Continuous Trajectory Planning Based on Learning Optimization in High Dimensional Input Space for Serial Manipulators
This addresses the problem of continuous trajectory planning for high-degree-of-freedom robots in complex environments, representing an incremental advancement in robotics.
The paper tackles real-time trajectory planning for high-DOF serial manipulators in dynamic environments by proposing a learning optimization framework with an input space dimension-reducing method, showing significant improvements in efficiency and quality for database generation and enabling real-time performance.

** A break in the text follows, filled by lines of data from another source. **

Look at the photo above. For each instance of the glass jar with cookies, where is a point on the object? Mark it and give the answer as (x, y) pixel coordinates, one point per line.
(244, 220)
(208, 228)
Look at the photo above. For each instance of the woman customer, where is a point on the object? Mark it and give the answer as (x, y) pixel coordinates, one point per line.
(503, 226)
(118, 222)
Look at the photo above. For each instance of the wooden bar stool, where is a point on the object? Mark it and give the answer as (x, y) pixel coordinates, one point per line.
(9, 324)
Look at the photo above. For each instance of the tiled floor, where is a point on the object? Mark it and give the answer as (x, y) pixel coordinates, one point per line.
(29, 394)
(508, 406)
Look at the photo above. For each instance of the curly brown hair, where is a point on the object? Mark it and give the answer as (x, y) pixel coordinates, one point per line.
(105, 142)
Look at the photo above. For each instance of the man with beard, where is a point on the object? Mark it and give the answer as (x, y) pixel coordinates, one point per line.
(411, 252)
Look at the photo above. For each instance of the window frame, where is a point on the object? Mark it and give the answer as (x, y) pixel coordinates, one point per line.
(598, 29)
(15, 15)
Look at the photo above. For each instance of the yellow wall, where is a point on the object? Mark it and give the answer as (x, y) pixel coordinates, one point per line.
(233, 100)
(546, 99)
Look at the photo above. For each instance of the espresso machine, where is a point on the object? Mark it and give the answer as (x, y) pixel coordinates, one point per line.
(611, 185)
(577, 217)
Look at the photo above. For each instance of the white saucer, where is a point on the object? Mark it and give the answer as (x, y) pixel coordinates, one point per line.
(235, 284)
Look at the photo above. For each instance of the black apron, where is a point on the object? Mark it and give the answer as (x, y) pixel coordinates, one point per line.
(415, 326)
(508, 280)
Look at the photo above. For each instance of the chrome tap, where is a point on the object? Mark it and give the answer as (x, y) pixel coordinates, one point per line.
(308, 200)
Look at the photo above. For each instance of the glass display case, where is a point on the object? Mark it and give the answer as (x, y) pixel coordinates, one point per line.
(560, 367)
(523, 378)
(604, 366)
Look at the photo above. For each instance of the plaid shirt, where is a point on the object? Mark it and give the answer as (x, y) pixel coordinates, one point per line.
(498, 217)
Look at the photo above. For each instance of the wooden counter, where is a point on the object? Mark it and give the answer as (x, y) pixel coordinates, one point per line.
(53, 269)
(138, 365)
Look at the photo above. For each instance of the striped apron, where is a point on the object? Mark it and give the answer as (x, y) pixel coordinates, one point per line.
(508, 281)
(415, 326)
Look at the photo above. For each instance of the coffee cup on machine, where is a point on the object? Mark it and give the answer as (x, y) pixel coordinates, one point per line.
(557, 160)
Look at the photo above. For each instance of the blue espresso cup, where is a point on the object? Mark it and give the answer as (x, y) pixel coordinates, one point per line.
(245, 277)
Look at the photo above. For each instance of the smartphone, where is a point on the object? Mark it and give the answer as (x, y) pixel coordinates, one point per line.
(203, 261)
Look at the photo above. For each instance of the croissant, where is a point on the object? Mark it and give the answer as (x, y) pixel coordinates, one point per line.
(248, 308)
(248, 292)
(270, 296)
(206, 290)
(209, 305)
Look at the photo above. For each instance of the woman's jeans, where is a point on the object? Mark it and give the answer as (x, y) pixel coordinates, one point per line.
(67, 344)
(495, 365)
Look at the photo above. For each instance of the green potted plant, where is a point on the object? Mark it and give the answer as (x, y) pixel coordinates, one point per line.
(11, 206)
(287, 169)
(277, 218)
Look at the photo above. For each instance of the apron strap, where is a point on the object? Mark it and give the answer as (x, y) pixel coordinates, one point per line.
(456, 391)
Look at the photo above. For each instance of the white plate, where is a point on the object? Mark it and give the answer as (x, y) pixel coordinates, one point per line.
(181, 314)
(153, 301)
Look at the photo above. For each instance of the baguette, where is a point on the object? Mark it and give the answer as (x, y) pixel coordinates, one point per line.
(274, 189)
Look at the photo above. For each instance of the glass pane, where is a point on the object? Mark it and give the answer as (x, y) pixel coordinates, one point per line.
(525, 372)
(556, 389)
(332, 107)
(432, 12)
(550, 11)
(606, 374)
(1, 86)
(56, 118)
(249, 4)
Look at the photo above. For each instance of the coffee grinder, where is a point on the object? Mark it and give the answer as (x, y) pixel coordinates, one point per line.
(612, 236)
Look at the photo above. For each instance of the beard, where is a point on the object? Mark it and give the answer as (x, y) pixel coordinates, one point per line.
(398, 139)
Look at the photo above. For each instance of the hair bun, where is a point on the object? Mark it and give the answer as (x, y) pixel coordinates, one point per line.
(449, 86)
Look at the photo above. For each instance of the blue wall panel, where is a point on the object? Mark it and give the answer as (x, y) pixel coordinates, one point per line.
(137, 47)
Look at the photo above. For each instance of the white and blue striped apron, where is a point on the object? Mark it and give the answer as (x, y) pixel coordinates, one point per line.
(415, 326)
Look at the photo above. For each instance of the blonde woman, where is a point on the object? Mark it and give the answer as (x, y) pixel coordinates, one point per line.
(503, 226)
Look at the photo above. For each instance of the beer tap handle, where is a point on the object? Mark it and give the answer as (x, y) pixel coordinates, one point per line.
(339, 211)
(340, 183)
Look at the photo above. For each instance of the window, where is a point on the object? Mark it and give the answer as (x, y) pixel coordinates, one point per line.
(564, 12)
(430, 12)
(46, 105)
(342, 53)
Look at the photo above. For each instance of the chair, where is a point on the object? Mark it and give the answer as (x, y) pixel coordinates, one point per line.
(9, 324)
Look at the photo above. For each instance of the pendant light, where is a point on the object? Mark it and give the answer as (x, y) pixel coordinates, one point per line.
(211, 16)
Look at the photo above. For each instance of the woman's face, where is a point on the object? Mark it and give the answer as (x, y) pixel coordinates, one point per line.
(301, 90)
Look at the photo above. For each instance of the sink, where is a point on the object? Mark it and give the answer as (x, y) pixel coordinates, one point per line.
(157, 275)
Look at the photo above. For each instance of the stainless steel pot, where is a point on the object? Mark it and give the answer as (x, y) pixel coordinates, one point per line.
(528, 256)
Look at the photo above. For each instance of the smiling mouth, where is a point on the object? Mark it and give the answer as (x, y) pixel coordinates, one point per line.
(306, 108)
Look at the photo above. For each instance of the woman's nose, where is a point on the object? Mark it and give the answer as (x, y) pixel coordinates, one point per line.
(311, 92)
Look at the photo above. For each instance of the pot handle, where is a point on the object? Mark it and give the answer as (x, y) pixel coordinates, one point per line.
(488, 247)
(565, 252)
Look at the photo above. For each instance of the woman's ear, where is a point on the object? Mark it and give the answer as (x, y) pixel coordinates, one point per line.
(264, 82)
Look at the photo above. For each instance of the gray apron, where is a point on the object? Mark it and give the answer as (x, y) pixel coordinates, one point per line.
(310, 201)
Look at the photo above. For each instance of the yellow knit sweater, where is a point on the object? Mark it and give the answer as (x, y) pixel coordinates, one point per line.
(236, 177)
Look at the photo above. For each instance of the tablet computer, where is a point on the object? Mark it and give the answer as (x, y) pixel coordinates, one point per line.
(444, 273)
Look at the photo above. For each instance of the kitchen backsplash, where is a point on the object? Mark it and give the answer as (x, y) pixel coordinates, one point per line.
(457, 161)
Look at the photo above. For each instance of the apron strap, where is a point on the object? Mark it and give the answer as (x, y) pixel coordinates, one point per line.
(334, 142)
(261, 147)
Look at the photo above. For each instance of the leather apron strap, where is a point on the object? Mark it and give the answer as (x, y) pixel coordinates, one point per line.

To continuously generate trajectories for serial manipulators with high dimensional degrees of freedom (DOF) in the dynamic environment, a real-time optimal trajectory generation method based on machine learning aiming at high dimensional inputs is presented in this paper. First, a learning optimization (LO) framework is established, and implementations with different sub-methods are discussed. Additionally, multiple criteria are defined to evaluate the performance of LO models. Furthermore, aiming at high dimensional inputs, a database generation method based on input space dimension-reducing mapping is proposed. At last, this method is validated on motion planning for haptic feedback manipulators (HFM) in virtual reality systems. Results show that the input space dimension-reducing method can significantly elevate the efficiency and quality of database generation and consequently improve the performance of the LO. Moreover, using this LO method, real-time trajectory generation with high dimensional inputs can be achieved, which lays a foundation for continuous trajectory planning for high-DOF-robots in complex environments.